Oriente contra Ocidente

O Oriente contra Ocidente
Por Olavo de Carvalho

 

Este é o Capítulo XVI do meu livro A Marcha dos Abismos. A Dupla Tragédia da Utopia, que ainda não pude terminar para publicação. Redigido em 2017, este é um dos inumeráveis escritos e gravações de aulas que provam, para suprema decepção de Ninguéns e ninguemzistas, a insuperável distância crítica que me separa de todo “perenialismo” guénoniano-schuoniano.

A destruição do Ocidente, no entanto, não seria nem mesmo pensável se aos males reais e supostos da civilização visada se opusesse apenas a crítica, por mais corrosiva que fosse. Era preciso levantar no horizonte a imagem de uma alternativa, de um antimodelo, investido de todas as virtudes que faltavam à civilização criticada. Só assim a crítica perderia o ar de mera objeção teórica e se transformaria no guiamento prático em direção a uma meta real. Essa meta, por sua vez, não poderia resumir-se à imagem embelezada de um socialismo futuro, que justamente por ser apenas um ideal hipotético perdia metade da sua força de ataque. 

Foi assim que ao amaldiçoado Ocidente acabou se opondo, quase que por automatismo, o mais óbvio e o mais fácil modelo alternativo cuja simples localização no espaço parecia predestinar a esse papel: o Oriente.

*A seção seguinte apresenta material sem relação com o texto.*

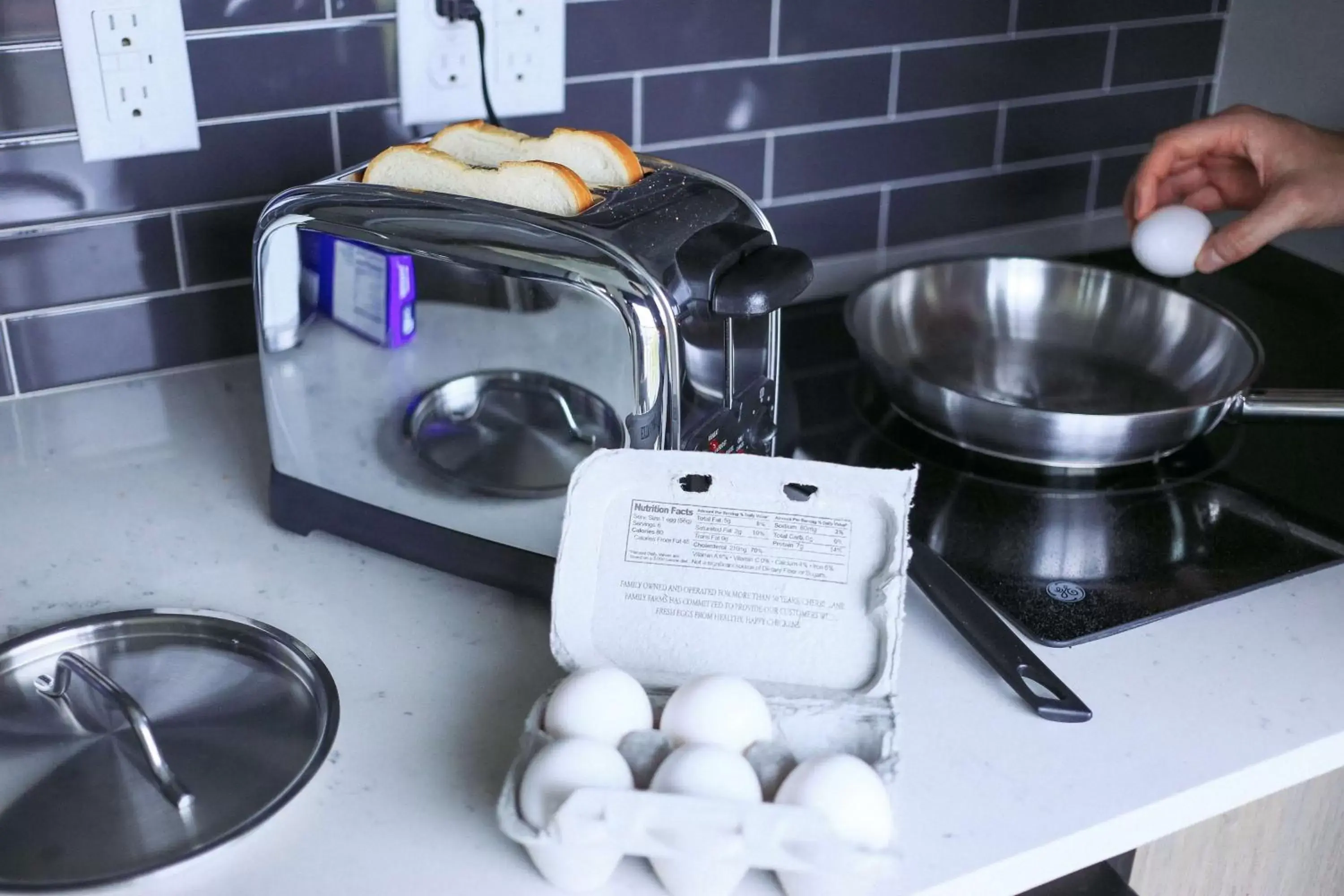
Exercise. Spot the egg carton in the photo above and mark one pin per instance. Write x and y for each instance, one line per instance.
(631, 593)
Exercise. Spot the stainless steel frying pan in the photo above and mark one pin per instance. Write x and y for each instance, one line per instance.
(1062, 365)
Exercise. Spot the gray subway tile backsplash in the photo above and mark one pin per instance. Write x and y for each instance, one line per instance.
(1113, 179)
(1101, 123)
(717, 101)
(788, 123)
(1166, 53)
(115, 340)
(1057, 14)
(85, 264)
(1002, 70)
(29, 21)
(828, 226)
(217, 242)
(650, 34)
(984, 203)
(240, 159)
(293, 69)
(853, 156)
(807, 26)
(34, 93)
(740, 162)
(230, 14)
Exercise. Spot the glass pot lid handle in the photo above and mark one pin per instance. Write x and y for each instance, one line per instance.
(56, 688)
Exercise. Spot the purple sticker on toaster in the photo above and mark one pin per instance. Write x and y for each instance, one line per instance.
(366, 289)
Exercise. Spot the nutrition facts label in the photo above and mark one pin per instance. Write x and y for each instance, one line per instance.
(780, 544)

A invasão das idéias orientais começou no século XIX com a Sociedade Teosófica de Madame Blavatski, o orientalismo universitário e a moda dos temas orientais nas artes plásticas e na música. Logo sofreu um upgrade considerável pelas mãos de Carl-G. Jung, do eruditíssimo historiador romeno Mircea Eliade e de inúmeros estudiosos de primeira ordem, como Heinrich Zimmer, o conde de Durckheim e Ananda K. Coomaraswamy. 

Mas até aí tudo não passava do resgate de patrimônios  espirituais, intelectuais e estéticos de valor genuíno, que em nada podiam fazer mal à civilização do Ocidente. Ao contrário, o fato de que ela se abrisse a esses valores só mostrava a autenticidade das suas pretensões universalistas e a sua capacidade de absorver, sem preconceitos, toda sorte de conhecimentos.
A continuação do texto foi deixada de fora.